Teori belajar behavioristik lahir sebagai upaya penyempurnaan terhadap perspektif tentang cara manusia belajar. Menurut teori belajar behavioristik, belajar merupakan perubahan perilaku manusia yang sangat dipengaruhi oleh lingkungan. Premis dasarnya adalah interaksi antara stimulus respons dan penguatan terjadi dalam suatu proses belajar. Teori ini sangat menekankan pada hasil belajar, yaitu perubahan tingkah laku yang dapat dilihat. Hasil belajar diperoleh dari penguatan atas respons yang muncul terhadap stimulus yang bervariasi.

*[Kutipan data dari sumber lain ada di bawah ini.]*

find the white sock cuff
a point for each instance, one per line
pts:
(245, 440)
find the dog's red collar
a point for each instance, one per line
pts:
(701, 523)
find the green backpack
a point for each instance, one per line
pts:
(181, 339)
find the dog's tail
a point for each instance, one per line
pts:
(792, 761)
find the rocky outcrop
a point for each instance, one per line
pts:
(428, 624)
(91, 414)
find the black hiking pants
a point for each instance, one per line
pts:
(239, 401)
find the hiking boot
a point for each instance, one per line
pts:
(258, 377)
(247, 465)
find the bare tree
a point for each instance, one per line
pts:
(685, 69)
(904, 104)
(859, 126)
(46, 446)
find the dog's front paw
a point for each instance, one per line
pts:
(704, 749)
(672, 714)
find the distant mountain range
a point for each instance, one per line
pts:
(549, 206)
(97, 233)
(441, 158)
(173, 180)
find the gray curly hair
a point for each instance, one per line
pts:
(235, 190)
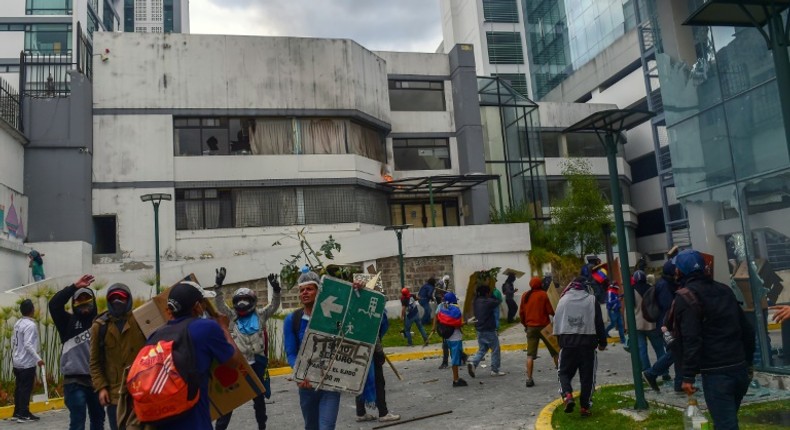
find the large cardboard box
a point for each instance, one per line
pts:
(230, 385)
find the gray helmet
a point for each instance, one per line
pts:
(309, 278)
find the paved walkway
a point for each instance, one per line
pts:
(488, 402)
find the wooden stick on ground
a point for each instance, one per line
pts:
(412, 419)
(392, 366)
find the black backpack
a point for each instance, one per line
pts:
(651, 312)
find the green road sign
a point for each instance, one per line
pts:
(341, 310)
(338, 345)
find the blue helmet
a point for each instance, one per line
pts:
(689, 261)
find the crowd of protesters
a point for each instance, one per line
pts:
(700, 329)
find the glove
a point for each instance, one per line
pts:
(220, 278)
(275, 284)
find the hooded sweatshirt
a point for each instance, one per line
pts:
(74, 331)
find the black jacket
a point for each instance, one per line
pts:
(715, 335)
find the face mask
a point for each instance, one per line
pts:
(118, 308)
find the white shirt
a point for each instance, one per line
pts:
(24, 344)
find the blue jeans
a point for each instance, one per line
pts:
(426, 307)
(487, 340)
(79, 397)
(656, 341)
(319, 408)
(407, 328)
(661, 367)
(616, 320)
(723, 395)
(112, 416)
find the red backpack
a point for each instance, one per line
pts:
(163, 380)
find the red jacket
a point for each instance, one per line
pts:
(535, 310)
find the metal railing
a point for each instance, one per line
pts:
(46, 75)
(9, 105)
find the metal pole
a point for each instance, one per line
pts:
(499, 193)
(399, 234)
(622, 249)
(430, 196)
(779, 44)
(156, 242)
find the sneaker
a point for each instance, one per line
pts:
(27, 419)
(460, 383)
(569, 403)
(651, 381)
(366, 417)
(389, 417)
(470, 367)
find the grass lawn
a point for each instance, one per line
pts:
(395, 338)
(608, 399)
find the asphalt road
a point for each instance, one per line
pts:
(488, 402)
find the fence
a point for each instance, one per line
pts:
(9, 105)
(46, 74)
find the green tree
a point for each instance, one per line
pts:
(579, 216)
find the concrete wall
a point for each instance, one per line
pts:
(164, 71)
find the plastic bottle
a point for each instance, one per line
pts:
(693, 418)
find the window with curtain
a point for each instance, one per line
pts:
(271, 136)
(323, 136)
(366, 142)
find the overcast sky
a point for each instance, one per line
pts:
(379, 25)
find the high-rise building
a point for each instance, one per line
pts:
(156, 16)
(729, 155)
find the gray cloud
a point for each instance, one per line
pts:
(402, 25)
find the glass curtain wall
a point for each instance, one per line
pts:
(513, 147)
(731, 166)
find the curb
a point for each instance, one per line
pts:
(35, 407)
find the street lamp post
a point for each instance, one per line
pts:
(398, 229)
(156, 199)
(606, 124)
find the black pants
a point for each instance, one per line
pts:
(258, 403)
(583, 360)
(512, 308)
(24, 387)
(446, 353)
(381, 399)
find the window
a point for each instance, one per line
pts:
(48, 7)
(500, 11)
(198, 209)
(202, 209)
(584, 145)
(421, 154)
(276, 136)
(108, 19)
(644, 168)
(105, 234)
(504, 47)
(650, 223)
(48, 38)
(551, 143)
(517, 81)
(416, 95)
(418, 213)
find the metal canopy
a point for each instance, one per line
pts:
(736, 13)
(611, 121)
(439, 184)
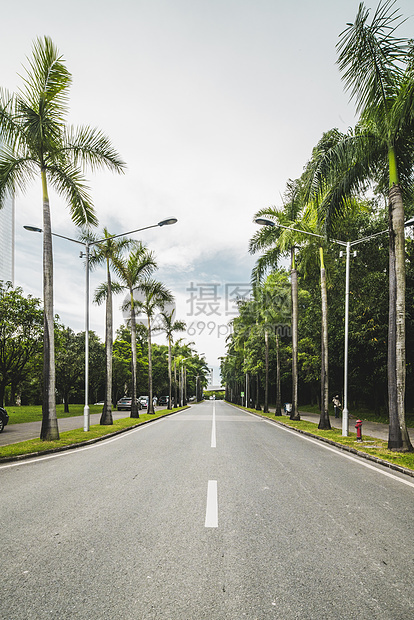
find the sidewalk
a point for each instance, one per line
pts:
(375, 430)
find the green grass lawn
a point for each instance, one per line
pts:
(376, 448)
(78, 436)
(361, 414)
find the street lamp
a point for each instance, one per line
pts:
(347, 245)
(87, 244)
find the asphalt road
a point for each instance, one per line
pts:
(209, 514)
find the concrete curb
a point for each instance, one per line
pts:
(360, 453)
(74, 446)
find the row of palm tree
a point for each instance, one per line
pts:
(134, 266)
(378, 69)
(36, 140)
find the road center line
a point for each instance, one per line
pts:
(213, 428)
(212, 506)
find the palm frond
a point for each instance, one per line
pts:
(371, 56)
(47, 80)
(91, 147)
(70, 183)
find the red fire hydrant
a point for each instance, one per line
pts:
(358, 426)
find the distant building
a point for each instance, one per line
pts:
(7, 241)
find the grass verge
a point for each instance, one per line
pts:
(33, 413)
(372, 446)
(78, 436)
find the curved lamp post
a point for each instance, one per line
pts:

Teori belajar behavioristik antara lain meliputi:

Teori classical conditioning dari Pavlov yang didasarkan pada reaksi sistem tak terkondisi dalam diri seseorang serta gerak refleks setelah menerima stimulis. Menurut Pavlov, penguatan berperan penting dalam mengkondisikan munculnya respons yang diharapkan.

Teori connectionism dari Thorndike menyatakan bahwa belajar merupakan proses coba-coba sebagai reaksi terhadap stimulus. Respons yang benar akan semakin diperkuat melalui serangkaian proses coba-coba, sedangkan respons yang tidak benar akan menghilang.

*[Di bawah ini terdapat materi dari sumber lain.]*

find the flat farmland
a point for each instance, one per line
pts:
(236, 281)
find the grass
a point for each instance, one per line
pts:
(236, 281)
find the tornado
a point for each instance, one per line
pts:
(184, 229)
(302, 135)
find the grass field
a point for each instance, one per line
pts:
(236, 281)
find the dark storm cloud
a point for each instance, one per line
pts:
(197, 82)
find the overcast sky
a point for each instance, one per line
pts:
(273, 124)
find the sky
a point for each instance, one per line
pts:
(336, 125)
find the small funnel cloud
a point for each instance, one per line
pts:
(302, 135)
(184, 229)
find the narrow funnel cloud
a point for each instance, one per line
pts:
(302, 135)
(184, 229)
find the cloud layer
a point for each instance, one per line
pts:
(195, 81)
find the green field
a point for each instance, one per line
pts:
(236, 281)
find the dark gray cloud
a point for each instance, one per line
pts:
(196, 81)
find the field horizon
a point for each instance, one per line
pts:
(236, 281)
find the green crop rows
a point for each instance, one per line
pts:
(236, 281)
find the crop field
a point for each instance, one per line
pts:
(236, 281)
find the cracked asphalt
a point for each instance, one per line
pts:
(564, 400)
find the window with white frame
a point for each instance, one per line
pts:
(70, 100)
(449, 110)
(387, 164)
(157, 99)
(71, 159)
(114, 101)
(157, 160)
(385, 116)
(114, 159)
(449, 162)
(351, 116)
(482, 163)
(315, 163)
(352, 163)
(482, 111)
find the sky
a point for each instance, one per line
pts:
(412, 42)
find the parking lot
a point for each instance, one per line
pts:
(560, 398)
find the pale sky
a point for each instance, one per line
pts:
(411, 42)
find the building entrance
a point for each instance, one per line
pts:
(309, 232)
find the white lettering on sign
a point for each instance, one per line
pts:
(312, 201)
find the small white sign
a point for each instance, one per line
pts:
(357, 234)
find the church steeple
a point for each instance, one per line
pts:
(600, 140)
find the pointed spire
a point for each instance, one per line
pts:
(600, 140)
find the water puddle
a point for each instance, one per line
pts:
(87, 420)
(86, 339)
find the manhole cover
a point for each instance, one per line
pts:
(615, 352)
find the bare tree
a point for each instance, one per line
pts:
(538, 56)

Teori behaviorisme dari Watson menyatakan bahwa stimulus dan respons yang menjadi konsep dasar dalam teori perilaku haruslah berbentuk tingkah laku yang dapat diamati. Interaksi S-R merupakan proses pengkondisian yang akan terjadi beruang-ulang untuk mencapai hasil yang cukup kompleks.

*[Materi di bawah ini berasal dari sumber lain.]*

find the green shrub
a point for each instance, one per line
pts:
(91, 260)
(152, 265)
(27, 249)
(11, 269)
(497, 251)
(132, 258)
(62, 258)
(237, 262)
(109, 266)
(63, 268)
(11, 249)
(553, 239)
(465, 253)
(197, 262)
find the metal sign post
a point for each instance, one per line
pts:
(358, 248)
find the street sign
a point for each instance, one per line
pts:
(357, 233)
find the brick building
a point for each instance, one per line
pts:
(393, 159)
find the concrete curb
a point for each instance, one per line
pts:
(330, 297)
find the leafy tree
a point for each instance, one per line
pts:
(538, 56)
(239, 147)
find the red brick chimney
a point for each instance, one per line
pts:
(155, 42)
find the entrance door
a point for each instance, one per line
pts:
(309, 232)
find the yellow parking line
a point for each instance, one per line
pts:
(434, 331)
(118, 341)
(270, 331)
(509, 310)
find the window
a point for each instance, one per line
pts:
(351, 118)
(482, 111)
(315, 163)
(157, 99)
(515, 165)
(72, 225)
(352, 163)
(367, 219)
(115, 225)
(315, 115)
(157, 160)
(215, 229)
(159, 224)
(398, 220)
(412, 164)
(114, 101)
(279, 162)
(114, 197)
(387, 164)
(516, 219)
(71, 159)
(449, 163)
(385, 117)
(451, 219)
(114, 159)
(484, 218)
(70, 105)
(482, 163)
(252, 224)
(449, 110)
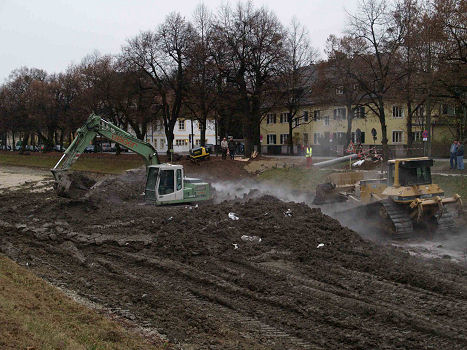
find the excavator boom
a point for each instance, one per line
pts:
(93, 127)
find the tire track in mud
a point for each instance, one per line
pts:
(195, 295)
(182, 278)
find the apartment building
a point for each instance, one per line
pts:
(325, 126)
(183, 132)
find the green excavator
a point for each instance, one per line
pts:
(165, 183)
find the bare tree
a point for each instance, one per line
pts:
(296, 76)
(378, 48)
(252, 47)
(201, 87)
(339, 84)
(162, 56)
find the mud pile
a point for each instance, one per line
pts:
(244, 274)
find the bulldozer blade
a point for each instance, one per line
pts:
(71, 185)
(62, 183)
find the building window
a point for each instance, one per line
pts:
(284, 138)
(316, 137)
(419, 112)
(271, 118)
(359, 112)
(397, 112)
(340, 138)
(180, 142)
(181, 125)
(316, 115)
(397, 137)
(339, 113)
(362, 137)
(417, 136)
(271, 139)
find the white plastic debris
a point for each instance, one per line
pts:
(246, 238)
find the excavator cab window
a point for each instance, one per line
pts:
(415, 173)
(179, 179)
(414, 176)
(391, 175)
(166, 182)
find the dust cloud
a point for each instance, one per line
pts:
(245, 189)
(425, 242)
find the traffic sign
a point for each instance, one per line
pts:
(425, 135)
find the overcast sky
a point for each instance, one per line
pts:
(52, 34)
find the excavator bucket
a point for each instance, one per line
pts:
(336, 186)
(71, 185)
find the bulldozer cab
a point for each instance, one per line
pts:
(409, 172)
(164, 183)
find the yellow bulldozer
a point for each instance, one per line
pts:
(407, 197)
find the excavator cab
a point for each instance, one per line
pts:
(410, 172)
(166, 184)
(410, 178)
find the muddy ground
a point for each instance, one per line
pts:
(190, 274)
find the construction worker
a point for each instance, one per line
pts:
(224, 148)
(308, 156)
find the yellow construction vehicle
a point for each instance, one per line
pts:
(199, 153)
(407, 197)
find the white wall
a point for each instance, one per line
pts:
(156, 136)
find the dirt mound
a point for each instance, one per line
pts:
(244, 274)
(72, 184)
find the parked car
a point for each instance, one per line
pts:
(106, 147)
(89, 149)
(58, 148)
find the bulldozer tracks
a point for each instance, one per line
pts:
(401, 220)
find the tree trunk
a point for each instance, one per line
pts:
(350, 115)
(202, 131)
(384, 136)
(24, 142)
(290, 140)
(427, 144)
(170, 141)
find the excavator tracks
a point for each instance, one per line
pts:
(445, 222)
(402, 224)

Ketiga teori diatas dimodifikasi dan berhasil dikembangkan oleh perilaku baru (neo-behaviorism) dan perbedaannya hanya dalam hal identifikasi terhadap faktor-faktor khusus yang dianggap berpengaruh terhadap belajar, diantaranya:

Teori sistematic behavior dari Hull, selain interaksi stimulus, respons dan penguatan ada proses lain yang berpengaruh terhadap pemunculan respons yang diharapkan, yaitu variabel intervening.

Teori contignity dari Guthrie, kombinasi stimulus yang dikuti dengan suatu gerakan, pada saat pengulangan berikutnya cenderung diikuti lagi oleh gerakan tersebut. Disamping itu, jika belajar terjadi dalam suatu proses coba-coba maka proses yang terkhir muncul akan terulang kembali seandainya kombinasi stimulus yang sama dihadirkan.

Teori operant conditioning dari skinner menyatakan bahwa kunci untuk memahami perilaku individu terletak pada pemahaman kita terhadap stimulus satu dengan stimulus lainnya, respons yang dimunculkan, dan juga berbagai konsekuensi yang diakibatkan oleh respons tersebut.

Kelemahan teori humanistik dan teori behavioristik menjadikan munculnya suatu teori belajar sosial yang diperkenalkan oleh Albert Bandura.

Teori belajar kognitif pada dasarnya setiap orang dalam bertingkah laku dan mengerjakan segala sesuatu senantiasa dipengaruhi oleh tingkat-tingkat perkembangan dan pemahamannya atas dirinya sendiri. Setiap orang memiliki kepercayaan, ide-ide, dan prinsip yang dipilih untuk kepentingan dirinya. Teori ini berasal dari dua aspek yaitu aspek kognitif mempersoalkan bagaimana seseorang memperoleh pemahaman mengenai dirinya dan lingkungannya dan bagaimana ia berhubungan dengan lingkungan secara sadar; danaspek psikologis membahas masalah hubungan atau interkasi antara orang dan lingkungan psikologisnya secara bersamaan. Teori ini menekankan pada proses internal atau mental.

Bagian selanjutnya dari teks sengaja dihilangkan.